Recovery Behavior Summary

  • If b_side_omnid dies or its status file goes stale, watchdog first tries a targeted b_side restart.
  • If ROS receiver dies, loses its socket, or its heartbeat goes stale, watchdog performs an ordered full restart:
    • stop b_side
    • restart ROS receiver
    • wait for unix socket
    • start b_side
  • If network checks fail repeatedly, watchdog stops b_side, runs 5g-dial.sh, waits for route recovery, and then restores services.
  • While 5G is healthy, watchdog keeps every host route listed by BLITZ_TIME_SERVER_IP and BLITZ_5G_ROUTE_TARGETS pinned to the resolved 5G interface.
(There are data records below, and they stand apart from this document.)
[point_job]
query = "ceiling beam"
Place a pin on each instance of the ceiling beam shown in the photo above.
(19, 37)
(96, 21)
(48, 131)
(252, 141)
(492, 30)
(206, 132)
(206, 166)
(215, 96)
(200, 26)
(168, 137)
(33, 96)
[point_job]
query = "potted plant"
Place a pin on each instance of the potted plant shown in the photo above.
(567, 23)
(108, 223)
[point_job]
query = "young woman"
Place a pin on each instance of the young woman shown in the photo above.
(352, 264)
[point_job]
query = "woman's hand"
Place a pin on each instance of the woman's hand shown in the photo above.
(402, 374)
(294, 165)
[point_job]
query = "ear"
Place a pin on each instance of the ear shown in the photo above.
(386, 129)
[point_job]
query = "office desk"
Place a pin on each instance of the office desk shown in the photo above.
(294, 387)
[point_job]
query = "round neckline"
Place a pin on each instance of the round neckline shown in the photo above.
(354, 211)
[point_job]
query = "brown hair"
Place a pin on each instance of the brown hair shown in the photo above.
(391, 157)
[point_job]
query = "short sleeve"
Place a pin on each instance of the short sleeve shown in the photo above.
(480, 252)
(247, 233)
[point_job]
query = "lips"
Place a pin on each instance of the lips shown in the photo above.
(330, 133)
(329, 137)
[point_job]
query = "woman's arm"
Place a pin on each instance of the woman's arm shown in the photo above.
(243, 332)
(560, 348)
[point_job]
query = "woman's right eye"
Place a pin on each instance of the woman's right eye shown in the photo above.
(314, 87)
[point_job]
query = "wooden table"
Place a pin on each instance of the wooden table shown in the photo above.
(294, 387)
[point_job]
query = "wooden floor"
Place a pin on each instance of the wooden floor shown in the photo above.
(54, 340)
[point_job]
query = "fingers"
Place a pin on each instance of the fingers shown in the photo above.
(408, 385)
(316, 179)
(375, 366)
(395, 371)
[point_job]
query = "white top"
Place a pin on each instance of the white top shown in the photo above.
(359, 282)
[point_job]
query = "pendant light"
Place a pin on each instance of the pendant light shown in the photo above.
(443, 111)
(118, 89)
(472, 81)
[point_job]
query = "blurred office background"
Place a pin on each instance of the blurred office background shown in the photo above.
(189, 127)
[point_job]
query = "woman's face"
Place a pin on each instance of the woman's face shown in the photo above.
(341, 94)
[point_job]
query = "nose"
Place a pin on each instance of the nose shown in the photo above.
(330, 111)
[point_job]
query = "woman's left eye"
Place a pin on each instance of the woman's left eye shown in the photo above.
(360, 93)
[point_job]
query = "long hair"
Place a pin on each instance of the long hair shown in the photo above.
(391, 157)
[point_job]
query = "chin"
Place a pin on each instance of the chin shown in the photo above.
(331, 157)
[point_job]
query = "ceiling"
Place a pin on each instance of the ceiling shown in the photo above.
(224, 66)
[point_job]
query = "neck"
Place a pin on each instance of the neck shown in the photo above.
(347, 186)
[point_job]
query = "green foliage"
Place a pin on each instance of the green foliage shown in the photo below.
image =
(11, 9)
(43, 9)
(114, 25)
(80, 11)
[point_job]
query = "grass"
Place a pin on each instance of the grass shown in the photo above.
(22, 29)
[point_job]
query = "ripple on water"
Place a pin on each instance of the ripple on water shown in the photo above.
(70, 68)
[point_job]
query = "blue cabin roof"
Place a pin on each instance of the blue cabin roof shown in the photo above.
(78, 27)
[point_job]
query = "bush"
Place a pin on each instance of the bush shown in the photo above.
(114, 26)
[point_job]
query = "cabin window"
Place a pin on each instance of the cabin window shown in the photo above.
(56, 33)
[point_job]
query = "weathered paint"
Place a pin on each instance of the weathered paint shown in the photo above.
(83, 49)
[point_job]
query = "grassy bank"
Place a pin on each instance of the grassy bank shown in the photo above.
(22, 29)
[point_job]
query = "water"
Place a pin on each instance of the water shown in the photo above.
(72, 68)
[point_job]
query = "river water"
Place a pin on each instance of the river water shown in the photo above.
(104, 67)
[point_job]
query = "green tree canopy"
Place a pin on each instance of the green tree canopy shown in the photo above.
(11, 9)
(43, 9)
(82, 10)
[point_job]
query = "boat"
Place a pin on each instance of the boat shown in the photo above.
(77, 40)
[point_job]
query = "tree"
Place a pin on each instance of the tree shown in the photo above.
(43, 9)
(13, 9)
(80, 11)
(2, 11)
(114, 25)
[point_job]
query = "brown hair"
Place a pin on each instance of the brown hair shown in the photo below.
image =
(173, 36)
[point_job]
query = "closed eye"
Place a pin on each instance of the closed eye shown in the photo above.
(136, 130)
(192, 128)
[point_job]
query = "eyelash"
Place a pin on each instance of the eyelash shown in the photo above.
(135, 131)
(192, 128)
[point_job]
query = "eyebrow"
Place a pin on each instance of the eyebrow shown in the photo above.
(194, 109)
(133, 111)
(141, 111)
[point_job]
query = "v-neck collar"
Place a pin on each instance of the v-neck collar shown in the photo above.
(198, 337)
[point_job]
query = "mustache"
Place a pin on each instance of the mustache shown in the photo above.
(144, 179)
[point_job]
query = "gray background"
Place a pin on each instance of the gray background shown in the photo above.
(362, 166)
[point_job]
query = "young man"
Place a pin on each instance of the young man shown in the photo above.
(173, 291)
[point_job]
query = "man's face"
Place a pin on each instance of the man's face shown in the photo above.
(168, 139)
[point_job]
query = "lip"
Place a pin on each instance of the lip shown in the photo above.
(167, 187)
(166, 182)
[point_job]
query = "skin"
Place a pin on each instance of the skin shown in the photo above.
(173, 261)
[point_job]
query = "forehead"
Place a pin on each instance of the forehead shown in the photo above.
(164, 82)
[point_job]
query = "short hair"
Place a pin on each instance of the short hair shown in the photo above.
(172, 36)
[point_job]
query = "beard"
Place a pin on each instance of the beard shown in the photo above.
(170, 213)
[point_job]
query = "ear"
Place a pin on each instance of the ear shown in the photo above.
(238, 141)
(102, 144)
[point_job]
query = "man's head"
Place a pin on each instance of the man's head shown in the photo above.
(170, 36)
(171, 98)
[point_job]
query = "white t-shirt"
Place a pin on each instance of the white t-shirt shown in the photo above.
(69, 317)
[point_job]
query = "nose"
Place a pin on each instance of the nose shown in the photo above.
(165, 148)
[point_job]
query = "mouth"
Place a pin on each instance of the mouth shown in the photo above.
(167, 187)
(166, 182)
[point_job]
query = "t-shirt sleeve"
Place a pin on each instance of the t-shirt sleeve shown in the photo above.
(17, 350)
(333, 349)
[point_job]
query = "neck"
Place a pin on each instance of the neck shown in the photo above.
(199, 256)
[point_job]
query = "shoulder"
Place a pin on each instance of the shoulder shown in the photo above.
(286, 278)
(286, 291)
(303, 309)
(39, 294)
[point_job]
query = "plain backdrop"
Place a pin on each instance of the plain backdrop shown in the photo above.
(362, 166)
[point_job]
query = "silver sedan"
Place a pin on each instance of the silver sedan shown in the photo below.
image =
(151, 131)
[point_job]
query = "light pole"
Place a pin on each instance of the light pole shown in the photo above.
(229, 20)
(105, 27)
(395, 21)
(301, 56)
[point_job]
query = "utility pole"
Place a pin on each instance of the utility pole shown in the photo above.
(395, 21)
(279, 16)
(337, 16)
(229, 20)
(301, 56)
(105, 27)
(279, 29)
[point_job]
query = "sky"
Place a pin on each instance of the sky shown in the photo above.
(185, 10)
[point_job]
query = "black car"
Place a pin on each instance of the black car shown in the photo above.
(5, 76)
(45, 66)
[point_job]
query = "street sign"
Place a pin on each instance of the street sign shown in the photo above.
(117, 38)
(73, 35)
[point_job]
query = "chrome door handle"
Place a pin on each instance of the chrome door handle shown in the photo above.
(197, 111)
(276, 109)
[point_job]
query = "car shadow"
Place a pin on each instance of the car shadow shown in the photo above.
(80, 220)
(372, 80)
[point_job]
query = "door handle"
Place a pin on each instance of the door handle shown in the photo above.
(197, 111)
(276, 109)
When 5G becomes unhealthy, watchdog deletes those host routes so traffic can fall back to the remaining default network path. If that fallback path is still reachable, watchdog keeps b_side_omnid running instead of treating it as a full network outage.
  • Whenever watchdog changes or restores those host routes, it logs route-path lines for each target so you can see which interface Linux currently chooses for 81.70.156.140, 106.55.173.235, and any other configured 5G-pinned target.
  • If GPS monitoring is enabled, watchdog checks BLITZ_GPS_DEVICE_GLOB every BLITZ_GPS_CHECK_INTERVAL_SEC seconds. When the GPS serial device disappears and later reappears, watchdog restarts the units in BLITZ_GPS_RESTART_UNITS so gpsd can bind to the new device node again.
  • Camera disappearance is logged as degraded state. Reappearance triggers a b_side restart after the device is stable.

Notes

  • time-sync.sh and blitz-time-sync.service are intentionally removed from the automatic boot path.
  • b_side_omnid must already be built before boot-time startup.
  • bin/b_side_omnid missing, ROS env missing, or modem script missing will all show up in startup.log.